Integrating the information of the environment: how can we model it?
Sensory information is generally obscured by noise, it is often ambiguous and conflicting. Animals need to constantly integrate information from their senses over space and time to resolve such ambiguities in order to infer the actual state of the world and make a decision. A fruitful approach to study how the brain processes this entangled information relates to mathematical models of evidence integration (3).
These mathematical models provide a framework for using behavioural measurements to infer a subject’s decision strategy. One example of these models are drift-diffusion models, for simple, two-choice decision processes. These models postulate that decisions are made by a noisy process that accumulates information over time until a threshold is surpassed or until the stimulus disappears, at which point a decision is made toward one of two responses criteria (4).
In the drift diffusion model, the distance between the starting point and each threshold represents the amount of information needed to commit to the different response alternatives. As evidence favouring one alternative is collected, the signal accumulates toward the corresponding threshold (4).
When the decision process reaches a threshold, the decision is made. The critical parameter that determines whether the decision emphasizes speed or accuracy is the height of the decision threshold. A high threshold results in few errors, but slow reactions, whereas a low threshold results in more errors, but faster reactions. The difficulty of the task and the perceptual abilities of the subject are reflected in the drift parameter. An easy task will have a higher drift rate than a hard one, while subjects who are skilled at the task will have higher drift rates than subjects who are not (4).
Random dot motion kinematograms
A classical kind of stimuli where the drift-diffusion model has been applied are random dot kinematograms, where two or more patterns of random dots are presented in sequence (5). These patterns of dots are composed by a fraction of flickering dots that moves coherently over the screen and the remaining elements which are randomly redrawn across the visual field (2).
This kind of stimuli have already been used to probe integration and decision-making mechanisms in the visual field of primates, and in the reviewed paper these stimuli have been applied to zebrafish.
Several are the benefits of random dots to dissect the neuronal basis of spatiotemporal integration. For example, dots have short lifetimes, which allows animals to track individual objects over the time course of stimulation. Besides, in this type of experiments, it is possible to set different levels of coherence between the flickering random dots. This allows to regulate the stimulus strength without changing luminance, contrast, or speed (2).
Studying sensory-motor decisions in zebrafish larvae
To study whether larval zebrafish can accumulate sensory evidence and use those signals for decision making, in the reviewed paper they projected random dot motion stimuli onto the floor of an arena containing freely swimming larvae (2).
For an easier understanding we recommend to watch the following video, which is the Supplementary Video 1 of (2). In the video we see freely swimming larval zebrafish with example dot motion stimulus:
After tracking animal behaviour, they found that larvae robustly followed coherent motion direction (2). Moreover, they concluded that decisions seem to be based on some form of sensory integrations, since the accuracy of larval movements improved over time and over consecutive swims, among other results (2).
Additionally, they also wanted to explore how and where in the brain this integration takes place. To that end, they used brain-wide two-photon calcium imaging (2). This technique allowed them to screen for areas whose temporal dynamics are aligned with the integration proposed.

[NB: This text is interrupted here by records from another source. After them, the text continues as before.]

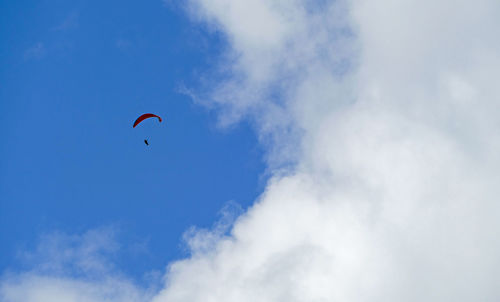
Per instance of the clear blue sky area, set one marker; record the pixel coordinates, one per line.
(74, 76)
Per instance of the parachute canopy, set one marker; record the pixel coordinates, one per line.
(145, 116)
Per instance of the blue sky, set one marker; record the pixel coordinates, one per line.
(74, 76)
(379, 179)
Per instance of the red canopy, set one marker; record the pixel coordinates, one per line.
(145, 116)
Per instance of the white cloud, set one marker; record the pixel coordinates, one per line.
(388, 113)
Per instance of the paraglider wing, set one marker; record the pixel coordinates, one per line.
(145, 116)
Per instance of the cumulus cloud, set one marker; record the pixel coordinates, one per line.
(385, 113)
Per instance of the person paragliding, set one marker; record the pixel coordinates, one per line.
(142, 118)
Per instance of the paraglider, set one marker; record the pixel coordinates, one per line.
(145, 116)
(142, 118)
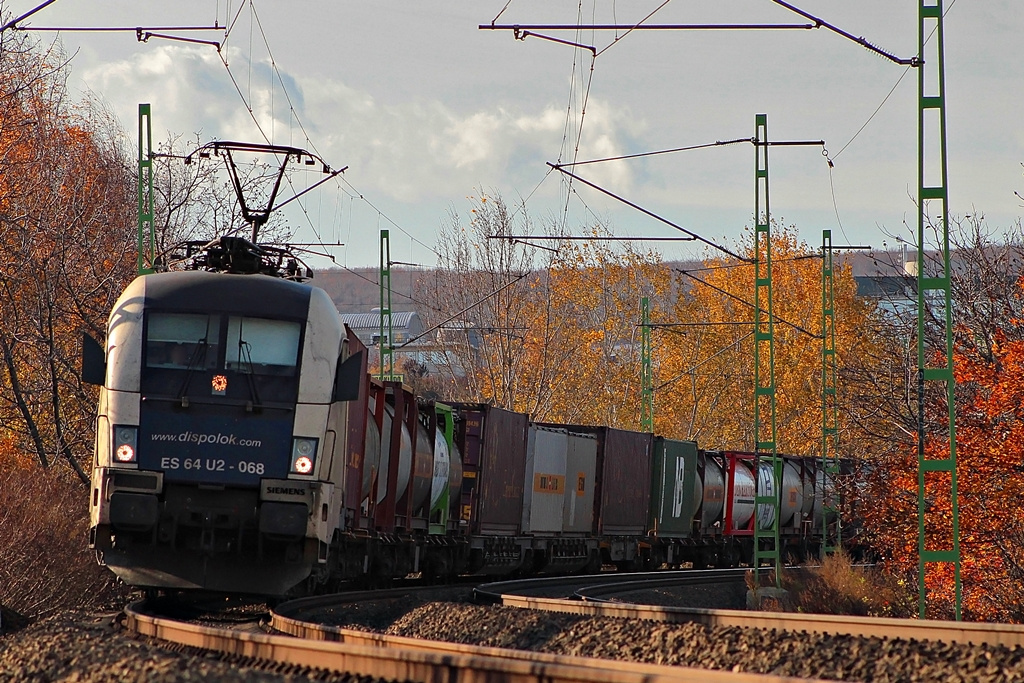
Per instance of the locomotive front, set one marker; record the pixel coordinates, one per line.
(217, 425)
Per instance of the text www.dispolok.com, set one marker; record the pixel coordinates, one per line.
(213, 439)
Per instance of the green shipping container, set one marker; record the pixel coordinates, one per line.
(676, 488)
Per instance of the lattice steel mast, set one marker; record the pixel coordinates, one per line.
(766, 498)
(932, 187)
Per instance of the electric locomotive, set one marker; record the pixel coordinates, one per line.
(221, 428)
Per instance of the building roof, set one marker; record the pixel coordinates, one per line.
(407, 319)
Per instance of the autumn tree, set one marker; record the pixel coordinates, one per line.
(547, 330)
(704, 346)
(988, 338)
(67, 245)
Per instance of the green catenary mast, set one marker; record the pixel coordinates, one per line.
(145, 239)
(935, 289)
(766, 498)
(646, 378)
(385, 343)
(830, 524)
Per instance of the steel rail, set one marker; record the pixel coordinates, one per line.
(412, 659)
(1010, 635)
(498, 591)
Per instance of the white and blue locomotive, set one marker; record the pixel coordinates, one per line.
(243, 447)
(221, 428)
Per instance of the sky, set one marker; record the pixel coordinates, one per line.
(426, 111)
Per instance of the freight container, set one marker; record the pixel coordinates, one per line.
(623, 491)
(676, 488)
(493, 442)
(581, 476)
(712, 476)
(544, 489)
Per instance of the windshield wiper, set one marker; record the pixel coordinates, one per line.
(200, 348)
(247, 364)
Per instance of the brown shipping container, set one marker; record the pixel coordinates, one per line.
(623, 495)
(493, 442)
(625, 482)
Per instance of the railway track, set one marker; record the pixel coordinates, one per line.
(400, 658)
(591, 599)
(762, 644)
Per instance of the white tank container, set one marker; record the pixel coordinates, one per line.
(711, 493)
(742, 496)
(792, 499)
(442, 471)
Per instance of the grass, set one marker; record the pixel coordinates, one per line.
(836, 586)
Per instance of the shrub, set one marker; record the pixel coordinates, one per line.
(839, 587)
(45, 563)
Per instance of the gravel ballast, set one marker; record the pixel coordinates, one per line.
(80, 646)
(730, 648)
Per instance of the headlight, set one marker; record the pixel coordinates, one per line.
(303, 454)
(125, 442)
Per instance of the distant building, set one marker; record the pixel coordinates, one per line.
(404, 326)
(433, 350)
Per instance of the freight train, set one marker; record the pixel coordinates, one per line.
(242, 446)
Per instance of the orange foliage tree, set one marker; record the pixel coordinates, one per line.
(67, 224)
(705, 353)
(988, 308)
(551, 332)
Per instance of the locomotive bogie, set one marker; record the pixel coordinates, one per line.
(676, 488)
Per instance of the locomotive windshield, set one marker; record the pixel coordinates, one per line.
(198, 354)
(181, 341)
(262, 346)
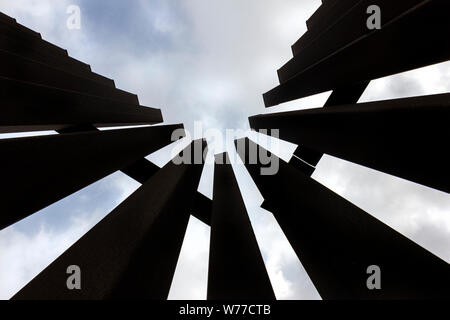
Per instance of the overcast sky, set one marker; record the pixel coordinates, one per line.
(210, 61)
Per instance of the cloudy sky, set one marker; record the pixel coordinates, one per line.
(210, 61)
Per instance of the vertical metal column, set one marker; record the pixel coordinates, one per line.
(133, 251)
(337, 242)
(236, 267)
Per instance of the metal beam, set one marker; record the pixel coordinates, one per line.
(45, 169)
(236, 268)
(18, 68)
(376, 55)
(403, 137)
(340, 96)
(46, 108)
(337, 241)
(132, 253)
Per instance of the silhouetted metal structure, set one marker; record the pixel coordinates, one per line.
(133, 251)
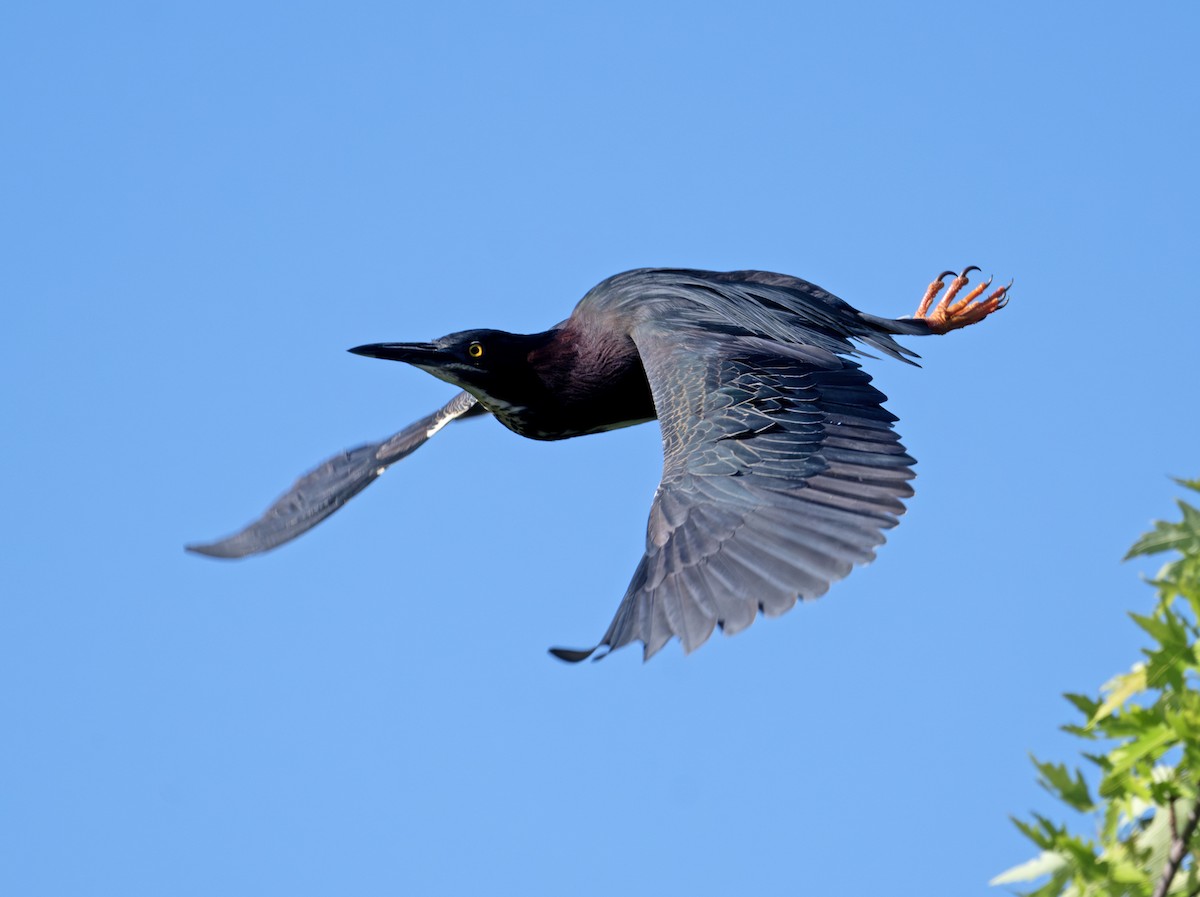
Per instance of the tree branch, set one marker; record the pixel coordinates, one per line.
(1179, 848)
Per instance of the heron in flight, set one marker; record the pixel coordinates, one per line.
(781, 468)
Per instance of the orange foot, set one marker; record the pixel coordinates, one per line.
(948, 314)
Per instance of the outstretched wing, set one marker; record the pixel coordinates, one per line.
(780, 474)
(327, 487)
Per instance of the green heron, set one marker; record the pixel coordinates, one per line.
(781, 468)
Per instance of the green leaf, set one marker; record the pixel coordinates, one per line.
(1120, 688)
(1057, 780)
(1044, 864)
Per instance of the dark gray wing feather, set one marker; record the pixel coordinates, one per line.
(780, 474)
(322, 491)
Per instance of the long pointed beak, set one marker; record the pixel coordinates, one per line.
(409, 353)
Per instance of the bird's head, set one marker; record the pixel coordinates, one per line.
(490, 363)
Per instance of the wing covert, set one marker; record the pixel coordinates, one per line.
(780, 474)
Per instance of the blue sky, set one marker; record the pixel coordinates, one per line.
(205, 205)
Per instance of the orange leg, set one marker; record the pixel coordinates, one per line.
(948, 314)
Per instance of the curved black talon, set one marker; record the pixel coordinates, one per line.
(1005, 300)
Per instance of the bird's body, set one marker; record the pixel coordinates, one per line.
(781, 469)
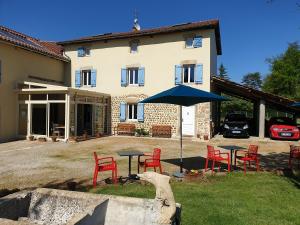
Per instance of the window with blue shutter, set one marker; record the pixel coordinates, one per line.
(199, 74)
(124, 77)
(0, 71)
(141, 76)
(122, 112)
(140, 113)
(93, 78)
(178, 74)
(77, 78)
(189, 42)
(197, 42)
(81, 52)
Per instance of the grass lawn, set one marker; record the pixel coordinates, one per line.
(261, 199)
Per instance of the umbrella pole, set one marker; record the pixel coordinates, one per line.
(181, 160)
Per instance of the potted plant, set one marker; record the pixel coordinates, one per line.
(144, 132)
(54, 138)
(30, 137)
(73, 139)
(42, 139)
(85, 135)
(138, 132)
(205, 137)
(98, 134)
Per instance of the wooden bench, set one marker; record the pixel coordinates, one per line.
(125, 129)
(161, 131)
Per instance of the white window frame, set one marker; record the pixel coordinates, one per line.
(1, 72)
(135, 73)
(192, 43)
(134, 44)
(87, 51)
(133, 112)
(189, 66)
(86, 75)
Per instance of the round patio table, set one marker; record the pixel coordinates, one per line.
(232, 149)
(130, 154)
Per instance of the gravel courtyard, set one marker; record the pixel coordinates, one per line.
(26, 164)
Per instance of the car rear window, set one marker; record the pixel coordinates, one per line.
(283, 121)
(235, 117)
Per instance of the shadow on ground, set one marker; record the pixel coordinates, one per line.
(70, 184)
(195, 163)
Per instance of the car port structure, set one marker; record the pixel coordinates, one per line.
(46, 110)
(260, 99)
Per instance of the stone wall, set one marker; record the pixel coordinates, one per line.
(203, 114)
(161, 114)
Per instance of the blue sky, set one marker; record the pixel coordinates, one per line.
(251, 30)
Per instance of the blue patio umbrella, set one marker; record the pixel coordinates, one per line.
(295, 104)
(183, 96)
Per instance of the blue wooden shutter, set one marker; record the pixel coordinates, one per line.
(140, 113)
(0, 71)
(124, 77)
(199, 74)
(178, 74)
(141, 76)
(80, 52)
(93, 78)
(77, 78)
(122, 111)
(197, 43)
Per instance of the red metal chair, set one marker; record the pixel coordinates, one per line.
(216, 156)
(152, 160)
(105, 164)
(250, 155)
(294, 154)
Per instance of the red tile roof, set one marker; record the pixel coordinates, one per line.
(209, 24)
(18, 39)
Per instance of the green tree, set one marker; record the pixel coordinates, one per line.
(252, 80)
(223, 72)
(284, 78)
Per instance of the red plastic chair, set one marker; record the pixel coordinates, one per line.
(250, 155)
(152, 160)
(294, 154)
(216, 156)
(105, 164)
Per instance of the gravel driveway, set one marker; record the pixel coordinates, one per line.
(26, 164)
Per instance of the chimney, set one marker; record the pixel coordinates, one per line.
(136, 26)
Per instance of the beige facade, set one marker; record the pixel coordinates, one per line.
(18, 64)
(158, 55)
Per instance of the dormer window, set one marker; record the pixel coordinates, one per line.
(134, 47)
(193, 42)
(83, 51)
(189, 42)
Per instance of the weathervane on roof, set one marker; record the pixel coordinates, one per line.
(136, 26)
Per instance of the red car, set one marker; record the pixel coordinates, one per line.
(283, 128)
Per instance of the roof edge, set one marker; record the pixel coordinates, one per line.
(207, 24)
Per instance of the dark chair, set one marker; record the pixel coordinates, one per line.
(105, 164)
(152, 160)
(251, 155)
(216, 156)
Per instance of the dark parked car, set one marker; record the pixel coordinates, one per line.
(236, 125)
(283, 128)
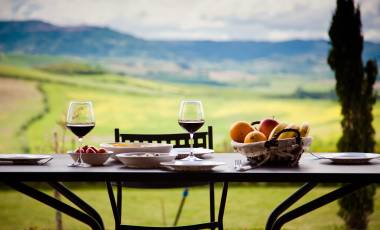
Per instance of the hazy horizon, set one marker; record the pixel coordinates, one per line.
(209, 20)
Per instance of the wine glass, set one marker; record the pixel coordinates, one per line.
(80, 120)
(191, 118)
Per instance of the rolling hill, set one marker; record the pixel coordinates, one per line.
(38, 37)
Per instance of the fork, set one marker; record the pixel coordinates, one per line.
(238, 166)
(318, 157)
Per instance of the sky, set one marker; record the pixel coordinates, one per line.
(266, 20)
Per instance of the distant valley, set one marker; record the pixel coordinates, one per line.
(184, 61)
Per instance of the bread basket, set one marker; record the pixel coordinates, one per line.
(274, 152)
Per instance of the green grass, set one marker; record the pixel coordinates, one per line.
(138, 105)
(247, 207)
(143, 106)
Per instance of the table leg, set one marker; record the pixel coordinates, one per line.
(115, 209)
(222, 205)
(288, 202)
(77, 201)
(56, 204)
(316, 203)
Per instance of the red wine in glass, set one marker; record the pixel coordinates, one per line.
(191, 126)
(80, 120)
(191, 118)
(80, 130)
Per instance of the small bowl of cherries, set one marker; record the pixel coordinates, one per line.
(91, 155)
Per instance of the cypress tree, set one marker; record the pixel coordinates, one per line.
(354, 87)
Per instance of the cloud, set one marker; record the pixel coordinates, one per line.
(197, 19)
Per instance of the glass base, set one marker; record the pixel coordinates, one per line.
(191, 158)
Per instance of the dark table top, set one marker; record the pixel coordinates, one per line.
(309, 170)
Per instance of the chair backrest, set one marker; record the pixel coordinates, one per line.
(179, 140)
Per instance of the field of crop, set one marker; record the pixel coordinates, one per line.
(247, 208)
(34, 102)
(137, 105)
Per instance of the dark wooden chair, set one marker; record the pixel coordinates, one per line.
(179, 140)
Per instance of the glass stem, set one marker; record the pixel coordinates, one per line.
(191, 144)
(79, 160)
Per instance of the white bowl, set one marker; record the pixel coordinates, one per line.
(117, 148)
(93, 159)
(141, 160)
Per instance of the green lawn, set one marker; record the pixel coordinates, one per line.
(34, 102)
(138, 105)
(247, 207)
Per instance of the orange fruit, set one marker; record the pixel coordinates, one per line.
(239, 130)
(255, 136)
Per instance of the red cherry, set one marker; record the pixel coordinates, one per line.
(90, 150)
(101, 150)
(93, 148)
(84, 148)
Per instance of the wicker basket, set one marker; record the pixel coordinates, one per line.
(284, 152)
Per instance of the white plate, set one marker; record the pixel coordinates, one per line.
(181, 153)
(141, 160)
(136, 147)
(180, 165)
(24, 158)
(349, 158)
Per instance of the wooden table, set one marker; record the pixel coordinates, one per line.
(310, 171)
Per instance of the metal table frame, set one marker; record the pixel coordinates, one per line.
(313, 173)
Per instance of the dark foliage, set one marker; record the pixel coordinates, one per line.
(354, 87)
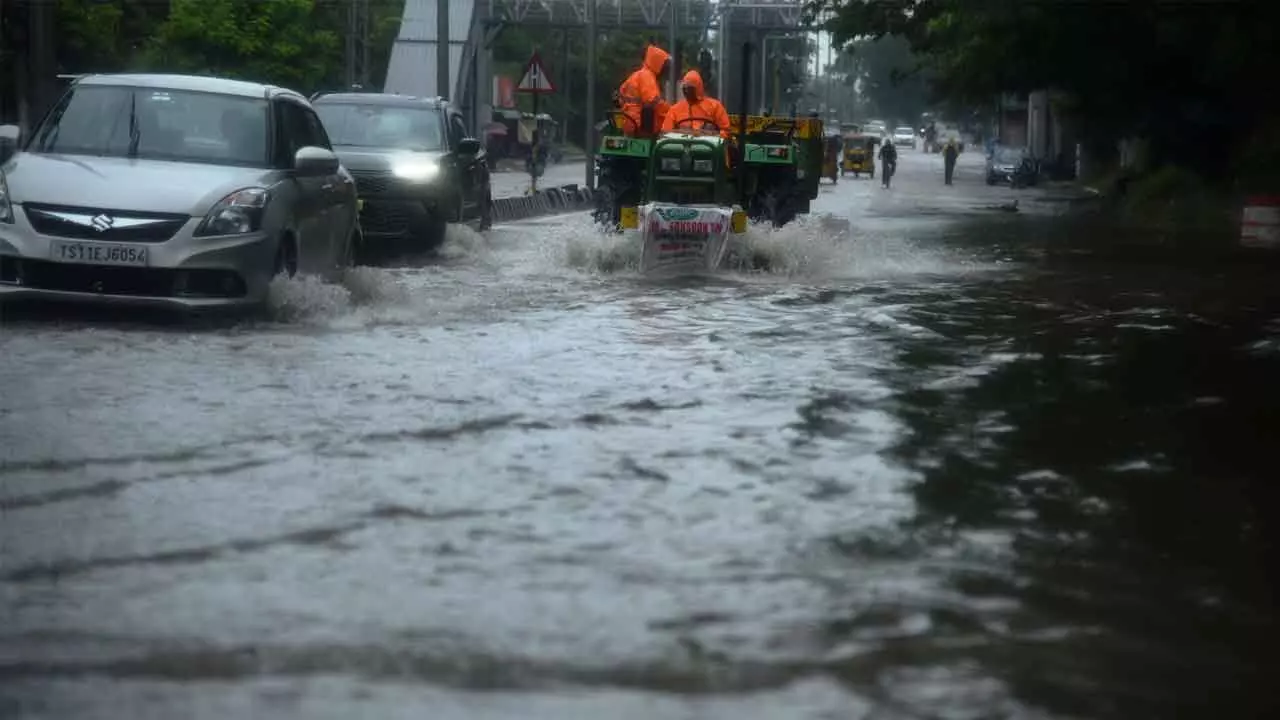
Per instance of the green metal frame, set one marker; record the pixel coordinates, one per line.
(684, 150)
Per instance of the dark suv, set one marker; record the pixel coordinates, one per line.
(416, 167)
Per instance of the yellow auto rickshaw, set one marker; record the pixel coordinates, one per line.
(859, 155)
(831, 147)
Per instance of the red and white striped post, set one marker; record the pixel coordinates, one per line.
(1260, 224)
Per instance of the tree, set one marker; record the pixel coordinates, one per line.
(891, 78)
(289, 42)
(1178, 73)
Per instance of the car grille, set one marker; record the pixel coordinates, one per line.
(373, 183)
(385, 218)
(78, 223)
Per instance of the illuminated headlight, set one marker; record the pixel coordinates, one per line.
(5, 206)
(416, 172)
(238, 213)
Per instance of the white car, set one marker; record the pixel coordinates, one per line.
(174, 191)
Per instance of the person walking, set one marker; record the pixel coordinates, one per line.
(949, 160)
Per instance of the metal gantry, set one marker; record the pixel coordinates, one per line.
(475, 23)
(649, 14)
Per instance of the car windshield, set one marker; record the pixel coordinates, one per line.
(156, 124)
(1009, 155)
(378, 126)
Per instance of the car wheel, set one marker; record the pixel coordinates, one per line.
(487, 210)
(355, 250)
(286, 258)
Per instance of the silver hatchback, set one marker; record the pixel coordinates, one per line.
(172, 190)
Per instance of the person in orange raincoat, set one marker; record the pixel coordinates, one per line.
(640, 95)
(694, 110)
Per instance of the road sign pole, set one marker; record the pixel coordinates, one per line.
(533, 164)
(536, 82)
(590, 96)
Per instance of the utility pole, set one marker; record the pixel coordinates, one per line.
(721, 83)
(589, 145)
(357, 44)
(442, 49)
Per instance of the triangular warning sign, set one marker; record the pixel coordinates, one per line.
(535, 77)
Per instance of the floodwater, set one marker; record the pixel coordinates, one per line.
(932, 464)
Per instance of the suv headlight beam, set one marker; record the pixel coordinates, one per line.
(416, 171)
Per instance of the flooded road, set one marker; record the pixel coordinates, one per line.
(927, 466)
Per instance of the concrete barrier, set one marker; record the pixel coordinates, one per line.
(547, 201)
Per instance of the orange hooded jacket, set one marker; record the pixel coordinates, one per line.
(693, 115)
(641, 90)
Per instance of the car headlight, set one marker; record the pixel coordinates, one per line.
(416, 171)
(5, 206)
(238, 213)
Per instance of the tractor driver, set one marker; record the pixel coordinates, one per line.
(695, 110)
(640, 95)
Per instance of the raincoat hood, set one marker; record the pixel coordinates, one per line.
(694, 80)
(654, 58)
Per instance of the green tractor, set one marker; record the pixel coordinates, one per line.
(769, 171)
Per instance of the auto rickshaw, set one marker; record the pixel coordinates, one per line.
(859, 155)
(831, 147)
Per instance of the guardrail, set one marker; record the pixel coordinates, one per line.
(547, 201)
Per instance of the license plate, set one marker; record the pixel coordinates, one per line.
(100, 254)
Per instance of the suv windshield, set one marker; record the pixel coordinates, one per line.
(156, 124)
(382, 126)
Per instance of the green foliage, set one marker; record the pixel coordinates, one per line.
(289, 42)
(891, 78)
(1173, 72)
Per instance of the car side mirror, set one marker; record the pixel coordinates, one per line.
(9, 137)
(312, 162)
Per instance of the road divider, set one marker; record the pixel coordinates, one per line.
(547, 201)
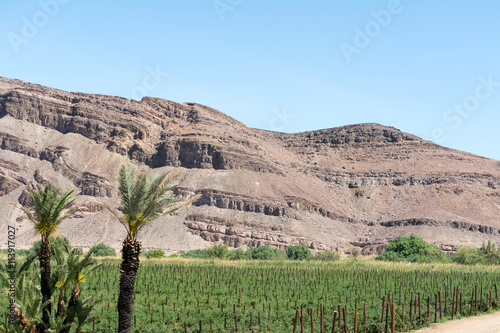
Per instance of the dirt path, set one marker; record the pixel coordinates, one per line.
(482, 324)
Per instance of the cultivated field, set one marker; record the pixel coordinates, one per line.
(180, 295)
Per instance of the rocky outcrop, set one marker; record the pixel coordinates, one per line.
(351, 186)
(216, 230)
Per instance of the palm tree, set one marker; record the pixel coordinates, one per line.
(50, 211)
(144, 198)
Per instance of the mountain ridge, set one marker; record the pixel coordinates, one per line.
(334, 188)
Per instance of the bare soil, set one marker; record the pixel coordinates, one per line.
(483, 324)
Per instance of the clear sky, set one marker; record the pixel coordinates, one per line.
(429, 67)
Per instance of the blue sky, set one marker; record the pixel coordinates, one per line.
(430, 68)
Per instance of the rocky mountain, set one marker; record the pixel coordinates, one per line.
(357, 185)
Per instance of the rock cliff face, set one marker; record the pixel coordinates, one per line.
(357, 185)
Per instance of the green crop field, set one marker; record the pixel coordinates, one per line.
(178, 295)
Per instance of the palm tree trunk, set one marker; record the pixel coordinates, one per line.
(22, 318)
(75, 294)
(44, 257)
(129, 269)
(60, 303)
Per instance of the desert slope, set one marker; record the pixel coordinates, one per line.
(356, 185)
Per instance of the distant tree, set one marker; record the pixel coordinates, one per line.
(154, 254)
(487, 254)
(102, 250)
(326, 256)
(412, 249)
(219, 251)
(264, 252)
(298, 252)
(238, 254)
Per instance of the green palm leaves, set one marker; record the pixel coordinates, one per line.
(146, 198)
(49, 209)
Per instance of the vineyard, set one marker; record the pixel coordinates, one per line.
(349, 296)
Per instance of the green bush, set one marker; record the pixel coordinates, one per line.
(54, 241)
(264, 252)
(298, 252)
(195, 254)
(412, 249)
(486, 255)
(326, 256)
(238, 254)
(152, 254)
(218, 251)
(102, 250)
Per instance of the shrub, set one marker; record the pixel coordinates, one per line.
(152, 254)
(54, 242)
(298, 252)
(195, 254)
(412, 249)
(326, 256)
(486, 254)
(238, 254)
(218, 251)
(355, 251)
(102, 250)
(264, 252)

Two-photon calcium imaging
Calcium ions are responsible and generate a wide variety of intracellular signals. In the nervous system, calcium ions are present at both pre- and postsynaptic levels and related to a large collection of functions such as the release of neurotransmitter, neuronal plasticity, and gene expression (6).
Two-photon imaging was developed in the early 1990s (7) and was used for the first time for calcium imaging in the nervous system in the mid-1990s (8,9). Since then, two-photon imaging has revolutionized calcium imaging and is now used worldwide as a powerful technique to monitor the activity of distinct neurons in brain tissue in vivo.
In two-photon imaging, two low-energy photons (typically from the same laser) cooperate to produce a transition from the ground to the excited state in a fluorescent molecule (fluorophore). This two-photon effect must occur within a femtosecond time window. Due to this cooperation, the process of absorption is non-linear and, as a result excitation occurs in a tiny focal volume. The key consequence of localization of excitation is three-dimensional contrast and resolution (10,11).
Besides, the excitation wavelengths used in two-photon imaging are mostly deep red and near infrared, which penetrate the tissue better than the visible wavelengths used in one-photon microscopy. Thus, making it possible to image thicker tissues (10,11).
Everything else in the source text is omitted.